Isaiah’s story realistically describes the social setting of early Iron Age highlands Israel and the dry farming viticulture that was so central to it. Preparing and working a steep, rocky hillside in the Judean countryside was an arduous process. Victor Matthews writes in The Social World of the Hebrew Prophets (Hendrickson, 2001): “The first step was construction of terraces, which were designed to minimize erosion and to provide sufficient farming space to meet the needs of small villages… By the time of Isaiah… the slopes had been harvested of their lumber and [were] badly eroded. To counteract the damage, farmers built retaining walls and brought in new topsoil from elsewhere to fill the terraces. Is. 5:1-7 probably describes the reconstruction of such a terrace.”
Matthews goes on to describe how after clearing the land, the ancient Israelite farmer would lay out the precious vine cuttings, planting them carefully and lovingly, because the future indeed depended upon them. What followed was the laborious process of keeping the vineyard free of weeds and briars, and years of hoeing and pruning mature vines. The watchtower mentioned by Isaiah was to protect the vineyard from predation by both large animal and humans; the stone structure also provided shelter for laborers. A hedge or stone wall would also have been erected around the vineyard to screen out smaller wild animals and browsing herds.

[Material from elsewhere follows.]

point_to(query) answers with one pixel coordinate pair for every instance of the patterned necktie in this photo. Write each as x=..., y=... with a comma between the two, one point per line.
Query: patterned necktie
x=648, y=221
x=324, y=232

Finally, a wine vat would have been carved out of soft limestone of the hillside. This signaled a communal operation, where the whole village would gather for the annual grape crushing. The grape pressing work was accompanied by singing, chanting, rhythm, usually by women to keep the men working. We get a glimpse of this harvest culture in Isaiah 16:9f, which describes the imperial destruction of viticulture in the Moabite areas of *Jazer and Sibmah to the north. “The shout over your fruit harvest and your grain harvest has ceased,” laments the prophet. “Joy and gladness are taken away from the fruitful field; and in the vineyards no songs are sung, no shouts are raised; no worker treads out wine in the presses; the vintage-shout is hushed.”

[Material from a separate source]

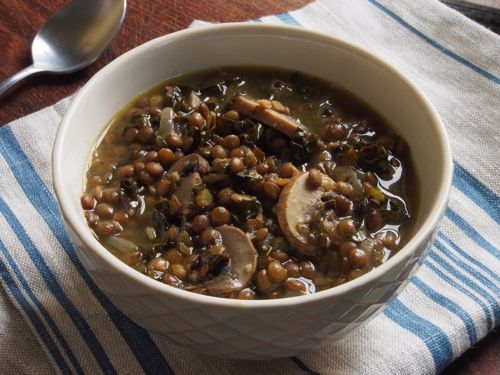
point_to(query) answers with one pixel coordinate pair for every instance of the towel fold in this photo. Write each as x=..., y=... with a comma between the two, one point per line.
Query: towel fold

The social setting of Isaiah 5 is probably the harvest festival in late summer. At this time the grapes would have been tasted for quality. And that is where the love song goes sour in Isaiah’s oracle. For these vines have yielded “wild” grapes, which means they haven’t ripened. In this story, the vine is at fault, not the farmer or the soil or the weather. Thus the entire project is a failure, and must be abandoned. Years of work are lost, and the future of the village is in jeopardy.
This hit close to home for Elaine and I this summer. We were stunned by the meager fruit harvest our usually prolific plum and apricot trees produced. The problem was eventually diagnosed as brown-rot, and the trees must go. Our disappointment has been palpable; and the worst thing is, we don’t know how the trees contracted the disease.